1.) The individual CMakeLists.txt of the examples inside their sub-folders are not working standalone.
Instead you build the solution for all OptiX SDK examples starting at the top-most CMakeLists.txt which is inside the OptiX SDK <version>/SDK
folder. That also defines the OPTIX_add_sample_executable
function used by the individual example projects.
2.) To understand how the OptiX device programs work, you should look at their *.cu files first.
OptixModule input code can be either PTX or the newer (recommended) OptiX IR binary representation since OptiX 7.5.0.
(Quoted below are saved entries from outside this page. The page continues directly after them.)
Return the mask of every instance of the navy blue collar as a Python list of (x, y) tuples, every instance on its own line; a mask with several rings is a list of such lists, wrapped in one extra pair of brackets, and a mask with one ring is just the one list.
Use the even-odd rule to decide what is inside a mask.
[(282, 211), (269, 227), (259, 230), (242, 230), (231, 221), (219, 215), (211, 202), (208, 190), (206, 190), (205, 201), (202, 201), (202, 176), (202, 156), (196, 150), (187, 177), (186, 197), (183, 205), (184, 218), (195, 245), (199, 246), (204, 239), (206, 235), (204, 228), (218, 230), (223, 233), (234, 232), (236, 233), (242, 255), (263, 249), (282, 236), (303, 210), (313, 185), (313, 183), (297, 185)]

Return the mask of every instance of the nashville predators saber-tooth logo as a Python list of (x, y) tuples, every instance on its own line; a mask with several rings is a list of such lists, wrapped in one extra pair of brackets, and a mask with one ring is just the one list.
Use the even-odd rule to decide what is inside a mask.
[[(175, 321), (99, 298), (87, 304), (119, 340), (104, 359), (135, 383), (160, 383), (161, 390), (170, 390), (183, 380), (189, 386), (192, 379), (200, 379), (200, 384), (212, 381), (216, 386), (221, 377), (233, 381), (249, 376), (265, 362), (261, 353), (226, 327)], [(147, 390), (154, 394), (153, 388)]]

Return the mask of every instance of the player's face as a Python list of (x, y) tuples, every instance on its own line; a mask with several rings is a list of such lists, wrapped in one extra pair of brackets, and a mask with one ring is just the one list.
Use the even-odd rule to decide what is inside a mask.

While you can look at the generated PTX code which is sometimes helpful, that is also only an intermediate representation and will be compiled and optimized to final streaming assembly (SASS) code anyway, of which you can see your own device code in that form when analyzing a kernel with the Nsight Compute profiler.
That requires some specific options described here: https://raytracing-docs.nvidia.com/optix8/guide/index.html#program_pipeline_creation#program-input
3.) OptiX 7 and 8 versions are a header-only API. All libraries required to run OptiX applications come with the NVIDIA display driver for your GPU. Each OptiX SDK version requires a minimum display driver version supporting that and all older versions. Which display driver version is required can be found inside the OptiX Release Notes (link directly below the download button for each individual OptiX version).
If your system configuration has a required NVIDIA display driver version for OptiX 7.7.0 installed and running and is still not finding the necessary OptiX driver libraries, then your configuration might be missing these components somehow.
There have been issues with Docker images not mounting the required libraries:
https://forums.developer.nvidia.com/t/libnvoptix-so-1-not-installed-by-the-driver/221704
In case you install a recent enough display driver version, you could also switch to the OptiX SDK 8.0.0 which uses the same API but offers some additional features and performance.